Why Sleep Rituals are Important for Teens.

Can’t fall asleep?images

Sometimes it’s hard for teens to wind down by the end of the day. Between school, sports,
tutors, friends and homework—their brains are constantly on overdrive. No wonder many teens complain of waking up tired in the AM. They aren’t getting the proper rest they need. Think about it. People teach us how to drive, how to cook, how to study…so why don’t people teach us how to sleep?  The solution is a sleep ritual.

Here are a few tips to help you sleep.

  1. Limit your screen time.  Not just at night, but during the day.  Opt for going outside, reading, or relaxing without a smart phone or tablet near by. It helps your brain wind down.
  2. An hour before bed, begin what I like to call the “sleep ritual”.  Put away all school books, notebooks, homework, etc., and pack your backpack for the next day. Then, put the bag out of sight, ready for the morning.
  3. Shut all computers, smart phones, and video games off.  The key here is no bright lights distracting you.
  4. Pull down your bed covers, then lower the lights in your room. This triggers your brain that sleep is coming. (*Low music is optional.)
  5. Take a warm shower in low light or no light. Slow down your mind in the shower by breathing in through your nose and out through your mouth. Focus on your breathe.  The warm water helps produce oxytocin, which help us relax and preps us for sleep.
  6. After the shower, keep your eyes cast downward. This limits the visual distractions that cue your brain to be active again. After leaving the shower, so straight to your room.  Do not interact with family, or get distracted by sounds.
  7. Once you enter your room, shut off the low light (and music if it’s not on a timer) and go to bed. Chances are you will fall a sleep faster and sleep more soundly.


1) Watching tv in bed is the worse! It doesn’t trigger sleep and inevitably you will keep waking up when the actions on the screen shift in volume.  This disrupts your entire sleep cycle.

2) We sleep best in cool environments. So, if you have a habit of keeping socks on before bed or loading on the covers, think about changing that habit. Chances are you kick off the socks in the night and wake up from being over heated.  Open a window as well.

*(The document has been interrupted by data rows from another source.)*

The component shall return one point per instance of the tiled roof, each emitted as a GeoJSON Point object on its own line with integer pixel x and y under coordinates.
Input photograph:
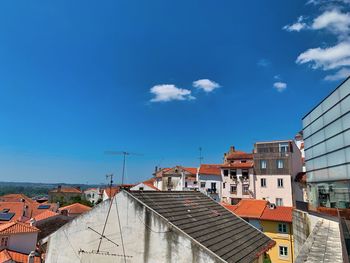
{"type": "Point", "coordinates": [13, 256]}
{"type": "Point", "coordinates": [214, 227]}
{"type": "Point", "coordinates": [239, 165]}
{"type": "Point", "coordinates": [210, 169]}
{"type": "Point", "coordinates": [76, 208]}
{"type": "Point", "coordinates": [44, 215]}
{"type": "Point", "coordinates": [249, 208]}
{"type": "Point", "coordinates": [280, 213]}
{"type": "Point", "coordinates": [239, 155]}
{"type": "Point", "coordinates": [66, 190]}
{"type": "Point", "coordinates": [16, 228]}
{"type": "Point", "coordinates": [14, 207]}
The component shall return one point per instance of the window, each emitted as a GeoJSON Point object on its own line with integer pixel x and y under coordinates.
{"type": "Point", "coordinates": [284, 147]}
{"type": "Point", "coordinates": [4, 241]}
{"type": "Point", "coordinates": [283, 251]}
{"type": "Point", "coordinates": [279, 202]}
{"type": "Point", "coordinates": [282, 228]}
{"type": "Point", "coordinates": [280, 182]}
{"type": "Point", "coordinates": [233, 188]}
{"type": "Point", "coordinates": [245, 189]}
{"type": "Point", "coordinates": [280, 164]}
{"type": "Point", "coordinates": [233, 174]}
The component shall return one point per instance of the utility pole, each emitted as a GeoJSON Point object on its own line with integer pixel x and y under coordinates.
{"type": "Point", "coordinates": [200, 156]}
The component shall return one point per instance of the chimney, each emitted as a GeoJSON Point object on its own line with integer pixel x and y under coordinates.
{"type": "Point", "coordinates": [31, 257]}
{"type": "Point", "coordinates": [32, 222]}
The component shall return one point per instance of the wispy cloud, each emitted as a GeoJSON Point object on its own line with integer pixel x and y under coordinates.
{"type": "Point", "coordinates": [297, 26]}
{"type": "Point", "coordinates": [327, 58]}
{"type": "Point", "coordinates": [280, 86]}
{"type": "Point", "coordinates": [169, 92]}
{"type": "Point", "coordinates": [206, 85]}
{"type": "Point", "coordinates": [263, 62]}
{"type": "Point", "coordinates": [339, 75]}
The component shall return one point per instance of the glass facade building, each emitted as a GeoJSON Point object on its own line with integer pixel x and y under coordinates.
{"type": "Point", "coordinates": [327, 150]}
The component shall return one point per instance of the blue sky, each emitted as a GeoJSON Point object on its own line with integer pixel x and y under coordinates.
{"type": "Point", "coordinates": [159, 78]}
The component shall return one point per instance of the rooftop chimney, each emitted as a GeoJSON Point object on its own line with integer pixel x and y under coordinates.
{"type": "Point", "coordinates": [31, 257]}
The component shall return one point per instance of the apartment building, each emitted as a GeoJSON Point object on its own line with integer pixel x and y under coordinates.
{"type": "Point", "coordinates": [238, 179]}
{"type": "Point", "coordinates": [327, 150]}
{"type": "Point", "coordinates": [276, 163]}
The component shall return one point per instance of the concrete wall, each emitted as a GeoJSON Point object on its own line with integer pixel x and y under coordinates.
{"type": "Point", "coordinates": [271, 191]}
{"type": "Point", "coordinates": [147, 237]}
{"type": "Point", "coordinates": [24, 243]}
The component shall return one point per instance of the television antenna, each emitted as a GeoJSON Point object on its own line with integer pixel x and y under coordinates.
{"type": "Point", "coordinates": [124, 153]}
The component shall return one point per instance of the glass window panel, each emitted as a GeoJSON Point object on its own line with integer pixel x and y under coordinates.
{"type": "Point", "coordinates": [344, 89]}
{"type": "Point", "coordinates": [336, 158]}
{"type": "Point", "coordinates": [330, 101]}
{"type": "Point", "coordinates": [332, 114]}
{"type": "Point", "coordinates": [335, 143]}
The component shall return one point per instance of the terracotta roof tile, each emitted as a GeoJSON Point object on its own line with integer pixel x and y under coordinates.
{"type": "Point", "coordinates": [280, 213]}
{"type": "Point", "coordinates": [6, 255]}
{"type": "Point", "coordinates": [76, 208]}
{"type": "Point", "coordinates": [250, 208]}
{"type": "Point", "coordinates": [210, 169]}
{"type": "Point", "coordinates": [16, 228]}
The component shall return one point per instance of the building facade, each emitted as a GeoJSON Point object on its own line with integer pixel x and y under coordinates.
{"type": "Point", "coordinates": [276, 163]}
{"type": "Point", "coordinates": [327, 150]}
{"type": "Point", "coordinates": [210, 181]}
{"type": "Point", "coordinates": [238, 179]}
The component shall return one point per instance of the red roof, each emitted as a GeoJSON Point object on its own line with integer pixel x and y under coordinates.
{"type": "Point", "coordinates": [191, 170]}
{"type": "Point", "coordinates": [16, 228]}
{"type": "Point", "coordinates": [13, 256]}
{"type": "Point", "coordinates": [66, 190]}
{"type": "Point", "coordinates": [210, 169]}
{"type": "Point", "coordinates": [239, 165]}
{"type": "Point", "coordinates": [249, 208]}
{"type": "Point", "coordinates": [280, 213]}
{"type": "Point", "coordinates": [76, 208]}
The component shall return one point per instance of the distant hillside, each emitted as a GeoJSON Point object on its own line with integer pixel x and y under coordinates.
{"type": "Point", "coordinates": [34, 189]}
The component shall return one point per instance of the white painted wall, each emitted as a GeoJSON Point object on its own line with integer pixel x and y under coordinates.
{"type": "Point", "coordinates": [24, 243]}
{"type": "Point", "coordinates": [271, 191]}
{"type": "Point", "coordinates": [146, 237]}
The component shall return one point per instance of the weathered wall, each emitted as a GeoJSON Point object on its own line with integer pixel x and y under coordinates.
{"type": "Point", "coordinates": [147, 237]}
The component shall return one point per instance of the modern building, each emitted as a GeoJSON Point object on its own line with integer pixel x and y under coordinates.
{"type": "Point", "coordinates": [210, 181]}
{"type": "Point", "coordinates": [158, 226]}
{"type": "Point", "coordinates": [238, 179]}
{"type": "Point", "coordinates": [326, 131]}
{"type": "Point", "coordinates": [276, 163]}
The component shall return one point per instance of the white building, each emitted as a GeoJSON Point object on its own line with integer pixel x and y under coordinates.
{"type": "Point", "coordinates": [18, 236]}
{"type": "Point", "coordinates": [157, 227]}
{"type": "Point", "coordinates": [210, 181]}
{"type": "Point", "coordinates": [93, 195]}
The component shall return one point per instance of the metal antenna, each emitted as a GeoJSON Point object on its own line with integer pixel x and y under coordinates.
{"type": "Point", "coordinates": [200, 156]}
{"type": "Point", "coordinates": [124, 153]}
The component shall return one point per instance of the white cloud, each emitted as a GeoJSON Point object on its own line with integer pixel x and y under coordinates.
{"type": "Point", "coordinates": [327, 58]}
{"type": "Point", "coordinates": [335, 21]}
{"type": "Point", "coordinates": [297, 26]}
{"type": "Point", "coordinates": [206, 84]}
{"type": "Point", "coordinates": [263, 62]}
{"type": "Point", "coordinates": [339, 75]}
{"type": "Point", "coordinates": [280, 86]}
{"type": "Point", "coordinates": [169, 92]}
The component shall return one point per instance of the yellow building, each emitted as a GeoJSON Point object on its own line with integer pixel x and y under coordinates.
{"type": "Point", "coordinates": [276, 223]}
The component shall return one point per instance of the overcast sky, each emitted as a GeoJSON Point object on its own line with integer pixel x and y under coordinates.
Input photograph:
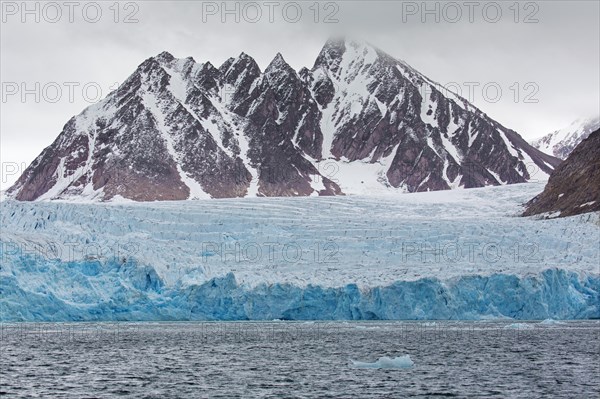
{"type": "Point", "coordinates": [544, 56]}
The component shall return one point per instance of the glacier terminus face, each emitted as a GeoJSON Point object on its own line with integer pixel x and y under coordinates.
{"type": "Point", "coordinates": [460, 254]}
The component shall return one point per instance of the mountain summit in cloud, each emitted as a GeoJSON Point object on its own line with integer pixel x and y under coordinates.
{"type": "Point", "coordinates": [358, 122]}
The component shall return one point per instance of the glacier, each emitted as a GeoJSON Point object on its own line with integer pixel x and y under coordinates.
{"type": "Point", "coordinates": [461, 254]}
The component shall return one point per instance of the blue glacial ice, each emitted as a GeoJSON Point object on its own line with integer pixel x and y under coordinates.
{"type": "Point", "coordinates": [299, 259]}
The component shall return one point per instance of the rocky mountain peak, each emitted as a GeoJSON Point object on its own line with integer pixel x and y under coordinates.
{"type": "Point", "coordinates": [357, 123]}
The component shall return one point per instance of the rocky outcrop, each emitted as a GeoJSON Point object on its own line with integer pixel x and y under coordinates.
{"type": "Point", "coordinates": [561, 142]}
{"type": "Point", "coordinates": [574, 186]}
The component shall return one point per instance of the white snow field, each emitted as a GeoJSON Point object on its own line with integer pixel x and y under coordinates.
{"type": "Point", "coordinates": [459, 254]}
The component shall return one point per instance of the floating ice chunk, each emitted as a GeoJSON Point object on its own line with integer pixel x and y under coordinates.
{"type": "Point", "coordinates": [400, 362]}
{"type": "Point", "coordinates": [519, 326]}
{"type": "Point", "coordinates": [551, 321]}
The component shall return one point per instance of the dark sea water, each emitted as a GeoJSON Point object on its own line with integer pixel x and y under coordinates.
{"type": "Point", "coordinates": [298, 359]}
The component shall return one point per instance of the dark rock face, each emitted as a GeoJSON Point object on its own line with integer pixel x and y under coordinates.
{"type": "Point", "coordinates": [574, 186]}
{"type": "Point", "coordinates": [176, 129]}
{"type": "Point", "coordinates": [561, 142]}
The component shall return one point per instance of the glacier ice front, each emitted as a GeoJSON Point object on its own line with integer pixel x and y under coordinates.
{"type": "Point", "coordinates": [462, 254]}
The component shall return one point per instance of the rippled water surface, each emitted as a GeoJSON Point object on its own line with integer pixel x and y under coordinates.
{"type": "Point", "coordinates": [298, 359]}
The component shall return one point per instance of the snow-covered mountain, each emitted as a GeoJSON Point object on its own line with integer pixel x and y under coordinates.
{"type": "Point", "coordinates": [359, 121]}
{"type": "Point", "coordinates": [561, 142]}
{"type": "Point", "coordinates": [574, 186]}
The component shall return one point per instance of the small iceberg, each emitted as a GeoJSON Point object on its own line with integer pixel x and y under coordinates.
{"type": "Point", "coordinates": [551, 321]}
{"type": "Point", "coordinates": [400, 362]}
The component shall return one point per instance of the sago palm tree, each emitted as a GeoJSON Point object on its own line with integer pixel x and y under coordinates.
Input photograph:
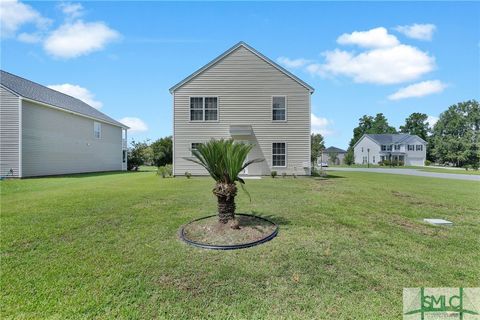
{"type": "Point", "coordinates": [224, 160]}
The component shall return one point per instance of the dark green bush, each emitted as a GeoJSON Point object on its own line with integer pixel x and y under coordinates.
{"type": "Point", "coordinates": [165, 171]}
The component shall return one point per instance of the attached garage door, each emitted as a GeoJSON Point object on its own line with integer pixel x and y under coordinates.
{"type": "Point", "coordinates": [415, 162]}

3) Drink a glass of water before bead. It hydrates the brain and helps with it’s “self-cleaning” process. You will wake up more rested.

4) If you are a light sleeper, sleep with ear plugs. The average person wakes up far more during the night than they realize.  Just because you can’t remember waking up, doesn’t mean that you didn’t.


Is Your Teen too Emotional? She May Just Need More Sleep.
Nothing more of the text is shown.